Linden Lab just announced a new pricing deal that’s great if you’re a landowner, but something of a hard pill if you transact in Linden Dollars quite a bit:
In recognition of our upcoming 20th anniversary, we are making additional changes to land ownership to enable Second Life communities – great and small: Dropping the monthly price of Full Regions by $20 for our 20th anniversary – effective immediately, Full Regions are now $209/mo.
[We’re also a]ccepting Linden Dollars for land payments – a convenient new option for Premium Plus members. If you are a creator earning L$ inworld, you now won’t have to sell on the LindeX to pay for your region!
… We decided to absorb many of the costs and distribute some by making a change to Linden Dollar buy and sell fees. Effective today, we are changing LindeX fees as follows: Increasing the buy fee to 10% with a minimum fee of $1.49 and a maximum fee of $14.99USD per transaction Increasing the sell fee to 5%.
Emphasis mine on the key point: This is yet another nudge to get SL users to sign up for a Premium Plus, as the company slowly moves the Second Life economy away from virtual land as the company’s key revenue source, toward monthly subscriptions and transaction fees.
Unsurprisingly (as this Reddit thread attests), some people who don’t own SL land are pretty pissed:
They are raising money from everyone who buys and sells L$, to pay for a benefit to only those who can afford to own private regions. The article specifically says that.
How is it not ‘reverse Robin Hood’?
I will see no benefit whatsoever from the change, and instead it will cost me about $30 a year extra for the benefit of the rich.
There’s a kernel of truth here, but it misses the perspective that sim ownership keeps eroding, as high tier costs are unsustainable.
On the other side, a shift toward transaction fees seems to be benefiting the creative community:
Back in 2014, Linden Lab’s then-CEO Ebbe Altberg (RIP) announced that the SL creator community cashed out USD $60 million for the year. So while the active Second Life user base has not significantly grown, the creator economy grew by quite a bit.
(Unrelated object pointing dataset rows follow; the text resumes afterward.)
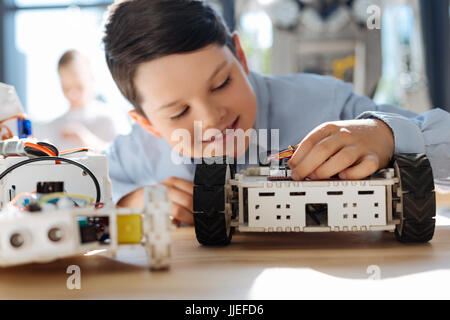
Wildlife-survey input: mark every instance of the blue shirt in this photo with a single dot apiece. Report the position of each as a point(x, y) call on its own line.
point(294, 104)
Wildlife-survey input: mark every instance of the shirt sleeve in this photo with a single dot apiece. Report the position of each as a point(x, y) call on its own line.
point(427, 133)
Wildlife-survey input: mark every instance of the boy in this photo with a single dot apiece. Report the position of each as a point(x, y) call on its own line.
point(176, 62)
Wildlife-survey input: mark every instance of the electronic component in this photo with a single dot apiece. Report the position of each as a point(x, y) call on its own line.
point(400, 199)
point(50, 187)
point(51, 234)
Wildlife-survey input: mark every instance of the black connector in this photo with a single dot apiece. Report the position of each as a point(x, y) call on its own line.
point(50, 187)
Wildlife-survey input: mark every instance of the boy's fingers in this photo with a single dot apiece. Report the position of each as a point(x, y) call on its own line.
point(180, 197)
point(181, 214)
point(365, 167)
point(308, 143)
point(179, 183)
point(346, 157)
point(317, 156)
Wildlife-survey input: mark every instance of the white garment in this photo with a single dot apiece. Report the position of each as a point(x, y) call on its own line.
point(104, 121)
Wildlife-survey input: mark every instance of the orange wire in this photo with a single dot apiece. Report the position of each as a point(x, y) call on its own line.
point(73, 150)
point(20, 116)
point(40, 148)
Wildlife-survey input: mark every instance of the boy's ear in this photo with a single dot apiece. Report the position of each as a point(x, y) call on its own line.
point(143, 122)
point(240, 52)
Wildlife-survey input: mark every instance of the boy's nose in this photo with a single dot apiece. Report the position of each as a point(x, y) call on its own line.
point(213, 117)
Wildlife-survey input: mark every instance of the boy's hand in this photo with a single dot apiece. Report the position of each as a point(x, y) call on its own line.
point(353, 148)
point(180, 193)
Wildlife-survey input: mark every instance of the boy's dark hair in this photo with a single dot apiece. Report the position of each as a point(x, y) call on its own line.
point(142, 30)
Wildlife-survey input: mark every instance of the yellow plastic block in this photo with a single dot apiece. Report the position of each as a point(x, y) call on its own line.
point(129, 229)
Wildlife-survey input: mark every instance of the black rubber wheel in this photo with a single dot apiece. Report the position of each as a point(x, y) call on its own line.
point(209, 203)
point(417, 219)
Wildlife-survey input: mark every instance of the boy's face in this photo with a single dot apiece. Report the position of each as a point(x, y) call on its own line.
point(77, 83)
point(208, 86)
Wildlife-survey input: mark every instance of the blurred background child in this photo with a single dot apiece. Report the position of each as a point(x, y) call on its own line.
point(89, 122)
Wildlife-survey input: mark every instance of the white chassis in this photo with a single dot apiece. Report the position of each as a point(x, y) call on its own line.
point(280, 206)
point(34, 231)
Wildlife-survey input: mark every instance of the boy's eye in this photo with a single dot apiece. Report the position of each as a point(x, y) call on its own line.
point(180, 114)
point(223, 85)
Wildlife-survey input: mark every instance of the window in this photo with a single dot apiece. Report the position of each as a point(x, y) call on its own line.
point(43, 30)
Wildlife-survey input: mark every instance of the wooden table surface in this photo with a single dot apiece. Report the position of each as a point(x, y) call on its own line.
point(254, 266)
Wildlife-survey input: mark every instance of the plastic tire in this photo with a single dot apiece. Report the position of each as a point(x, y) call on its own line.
point(210, 204)
point(417, 221)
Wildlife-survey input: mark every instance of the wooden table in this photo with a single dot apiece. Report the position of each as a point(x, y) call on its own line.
point(254, 266)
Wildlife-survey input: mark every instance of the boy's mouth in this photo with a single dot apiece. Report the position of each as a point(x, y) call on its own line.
point(225, 133)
Linden Lab confirmed to me that Second Life’s content creator community earned $86 million from their virtual content in 2021 — a $24 million increase from 2014, even though the SL user base did not grow significantly. (The “COVID bump” was primarily increased activity from longtime users.)
All that said, the number of Premium users is still not large enough to be a truly sustainable core revenue source. Last I checked, the number of Premium and Premium Plus users is around 50,000. It will probably need to be at least double that to truly shift the entire economy away from a virtual land model focus.